There's also the question of movement. There is the obvious interactional quality that is evoked when the Deaf person(s) actually have to turn their head (!) to locate the speaker/interpreter but more deeply than this is, I believe, something that happens with the language of the group. This time, when I say "language", I don't mean ASL or English, I mean the particular vocabulary and ways of talking that each group establishes over the course of group development. Do we tease or stay on topic always? Are asides allowed? Can we interrupt? Some folks call these norms. The issue with norms is how rigid or flexible they are; this varies from group to group, and within groups from time to time.

I have an opinion that if the interpreter physically moves to "follow the sound" of the English, the language is less restricted and norms can develop that are more inclusive and egalitarian. When the interpreter "plants" our butt in one spot, we essentially "force" all that moving, flowing interactive linguistic output to channel itself through us. This heightens our power in a nonproductive way - it grants us much more control but not necessarily in a way that generates more accessibility. I also don't think it does much for building relationships among deaf and non-deaf interlocutors because too often the non-deaf person is out of view.

[Note: I just did a google search to define interlocutor and it's a bad word in terms of diction: not the best choice because too many of the definitions emphasize speaking for someone and having no power....it's more of an interpreter's role.] Darn!

Linguistic puzzles in math persist:

"model" can refer to various things, including to ENVISION or IMAGINE;

in math, models are representations in the form of equations, including linear, quadratic, and exponential.

We had to distinguish between an equation and an expression (like a sentence fragment or phrase); among perpendicular, intersect (at any point) and intercept (specific to the x and y axis) ~ we did this by plane (using the vertical plane for perpendicular and the horizontal plane for intersect and intercept; distinguishing intercept by always specifying x/y).

Some shortcuts? "m" is always the variable of a slope; K is always the variable for a constant of proportionality. I invented (?!) a triangular type sign for DELTA (change).

At the interactional level, one must consider the function of particular comments. For instance, most teachers have a pedagogical intent even with comments that seem like asides or tangents. As interpreters, we need to glean this function and provide an interpretation that produces this effect (or at least allows the possibility of the effect). Some comments are irrelevant and may be dropped (gasp!) but only when doing so facilitates the contextual, communicative task.

We also have to coordinate timing in several dimensions. Most commonly interpreters bemoan the difficulty of "breaking in" to verbal (english) conversations where the turn-taking is rapid.
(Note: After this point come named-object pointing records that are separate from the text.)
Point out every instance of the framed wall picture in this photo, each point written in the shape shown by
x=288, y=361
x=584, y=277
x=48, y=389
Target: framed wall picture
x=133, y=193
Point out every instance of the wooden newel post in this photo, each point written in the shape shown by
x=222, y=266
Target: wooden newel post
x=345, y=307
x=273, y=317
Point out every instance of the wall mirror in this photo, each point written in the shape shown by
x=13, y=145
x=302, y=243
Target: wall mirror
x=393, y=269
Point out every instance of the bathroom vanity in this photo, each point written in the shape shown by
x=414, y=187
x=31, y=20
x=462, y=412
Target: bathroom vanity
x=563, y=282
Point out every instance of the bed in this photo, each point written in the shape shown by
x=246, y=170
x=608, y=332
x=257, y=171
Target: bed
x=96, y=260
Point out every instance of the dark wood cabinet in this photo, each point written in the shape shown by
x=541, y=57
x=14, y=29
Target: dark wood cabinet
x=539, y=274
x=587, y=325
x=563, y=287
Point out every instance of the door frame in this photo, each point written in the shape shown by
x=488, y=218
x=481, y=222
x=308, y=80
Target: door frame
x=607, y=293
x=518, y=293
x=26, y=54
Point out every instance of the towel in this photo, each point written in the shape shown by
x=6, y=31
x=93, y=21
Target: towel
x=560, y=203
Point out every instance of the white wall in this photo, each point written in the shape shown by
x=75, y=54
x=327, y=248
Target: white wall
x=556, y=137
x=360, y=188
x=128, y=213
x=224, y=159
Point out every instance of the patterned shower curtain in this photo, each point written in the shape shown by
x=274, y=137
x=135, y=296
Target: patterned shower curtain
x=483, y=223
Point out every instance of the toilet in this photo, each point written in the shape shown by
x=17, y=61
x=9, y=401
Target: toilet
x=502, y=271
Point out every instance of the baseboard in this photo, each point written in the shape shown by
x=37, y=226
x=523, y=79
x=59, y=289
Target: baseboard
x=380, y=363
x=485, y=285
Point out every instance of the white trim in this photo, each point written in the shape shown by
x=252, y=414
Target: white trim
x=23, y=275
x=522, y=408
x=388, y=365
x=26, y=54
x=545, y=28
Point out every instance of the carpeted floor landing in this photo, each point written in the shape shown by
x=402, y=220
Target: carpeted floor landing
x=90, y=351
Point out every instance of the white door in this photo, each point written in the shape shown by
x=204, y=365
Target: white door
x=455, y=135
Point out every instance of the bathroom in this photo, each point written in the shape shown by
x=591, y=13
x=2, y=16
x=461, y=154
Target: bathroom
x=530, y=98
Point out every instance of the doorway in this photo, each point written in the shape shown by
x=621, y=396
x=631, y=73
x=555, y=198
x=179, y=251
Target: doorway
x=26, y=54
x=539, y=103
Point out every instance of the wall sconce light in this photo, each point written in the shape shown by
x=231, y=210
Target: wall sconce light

The moment when a Deaf person begins to sign something is almost always "lost" on the non-deaf members of a group as the interpreters attempt to coordinate our speaking with an appropriate gap/silence between non-deaf speakers. Equally challenging, however, is coordinating eye contact with the deaf person(s). If they're not looking at us they're not receiving the information! This is why Deaf parents discipline their children by saying, "Watch me!" instead of "Listen to me!" ;-)

Finally, another element of the interpreting process is the layer of affect. Often, I think we are working so hard mentally to convey the meaning as best we can that the strain of this shows on our faces, masking the affect or personality of each particular speaker.

Hey - if you've got something to say (and you actually read this far!), please do! I'm studying for a "comprehensive" test question applying interpreting theory to a case study (which I won't know in advance) - so push me, baby! I'm gonna need all the nudges I can get!